"Can't you just tap it up?" "What about stretching it?" I hear this from customers, usually after I've told them what it is going to cost to size their ring the right way. I'm not sure where they heard it from, but this is not good for the ring. 'Stretching' or 'tapping' just spreads the metal, making it thinner. It will also pull from the weakest point, so if it's not a solid band it will stretch first at those thinner areas. If there are stones set, it can loosen them too as it stretches the metal around them. The only time you should stretch a ring is if it is a solid band that has never had anything done to it, and even then you should only stretch it a maximum of one size.
So if we're not 'stretching' or 'tapping', how do we size your ring?
To size a ring you must first make sure it is clean. Any lotion or skin oils on the ring when heat is applied can burn into the metal. This is also true of stones, assuming it is one that can be left in while you work. Any stones that can't, are removed next. Lightly pass the torch over the shank to see if the ring has been previously sized so you can plan your cut(s). The shank is then cut with a jewelers hand saw. If we are sizing it up, we will be adding metal. If we are sizing it down, we will cut some of the metal out. When sizing down, we always cut from the thinnest portion of the shank (that spot on the back that gets the most wear). When sizing up, you are opening the ring slightly and placing the extra metal in the space. When you size it down you are closing it in. Once that is done, solder and polish your joins. Reset any stones and make sure any that weren't taken out are still tight. Polish the whole piece.
The metal that the ring is made of is a modifying factor.

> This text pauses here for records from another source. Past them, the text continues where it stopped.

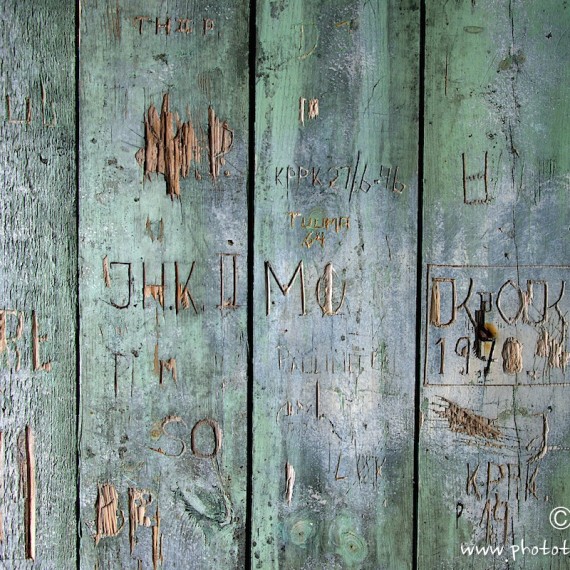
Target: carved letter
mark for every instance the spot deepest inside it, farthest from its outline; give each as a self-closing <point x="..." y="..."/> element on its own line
<point x="284" y="289"/>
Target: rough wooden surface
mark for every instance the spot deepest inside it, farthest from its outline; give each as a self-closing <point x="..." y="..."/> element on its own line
<point x="38" y="269"/>
<point x="494" y="441"/>
<point x="163" y="229"/>
<point x="334" y="285"/>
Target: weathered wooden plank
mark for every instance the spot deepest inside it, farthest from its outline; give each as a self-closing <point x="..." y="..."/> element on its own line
<point x="38" y="286"/>
<point x="495" y="320"/>
<point x="163" y="226"/>
<point x="334" y="285"/>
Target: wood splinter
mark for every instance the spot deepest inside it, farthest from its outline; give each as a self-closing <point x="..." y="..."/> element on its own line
<point x="290" y="482"/>
<point x="27" y="462"/>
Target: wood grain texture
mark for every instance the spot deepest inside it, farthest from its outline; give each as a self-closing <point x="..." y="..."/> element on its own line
<point x="496" y="417"/>
<point x="38" y="285"/>
<point x="334" y="285"/>
<point x="163" y="223"/>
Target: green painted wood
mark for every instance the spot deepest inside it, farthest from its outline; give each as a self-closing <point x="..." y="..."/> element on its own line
<point x="334" y="284"/>
<point x="495" y="435"/>
<point x="38" y="286"/>
<point x="163" y="229"/>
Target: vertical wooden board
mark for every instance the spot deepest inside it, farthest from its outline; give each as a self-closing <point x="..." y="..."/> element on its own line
<point x="494" y="442"/>
<point x="163" y="229"/>
<point x="334" y="284"/>
<point x="38" y="278"/>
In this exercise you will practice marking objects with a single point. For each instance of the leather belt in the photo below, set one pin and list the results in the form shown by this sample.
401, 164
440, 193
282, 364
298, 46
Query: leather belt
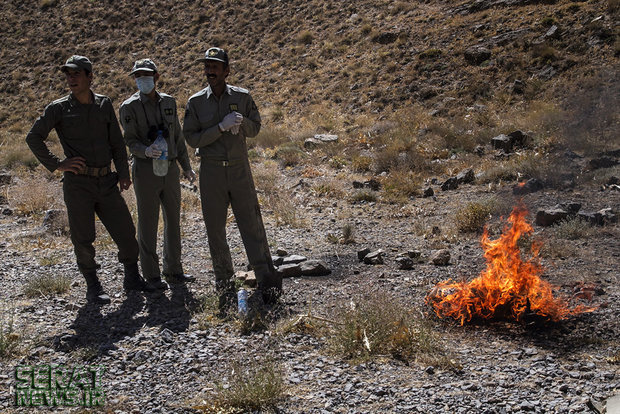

Sterling is a pain. It conducts heat evenly, so the entire piece will be the same temperature as the area you are soldering. Unless it's a diamond, any stones have to come out before it can be worked on. Unfortunately, these stones have often been glued in as an added security against them falling out. They must be soaked in a special solvent that only dissolves glues, which can take a while (in one memorable case, it took two weeks). Previous solder joins on the piece may flow while you are working, which you will have to go back and redo. The bigger part of your expense with a silver repair is that it is very labor-intense.
Gold doesn't conduct or hold the heat like silver does, making it the easiest to work on. The bigger part of your expense with gold repairs is the cost of the metal.
Platinum has a melting temperature of 3,215 degrees Fahrenheit. Never work on this metal without proper eye protection or you will burn your retinas. (never watch me working on it either) It also has terrible metal memory- which means that when you bend it, it wants to go back to it's previous shape. This adds to the time it takes to reshape the shank for sizing. It has the double whammy of being difficult to work AND expensive. Because we don't add hardening agents to platinum like we do with gold, when you buy platinum it is all platinum. Expect to spend (on average) three times what the same repair costs in gold.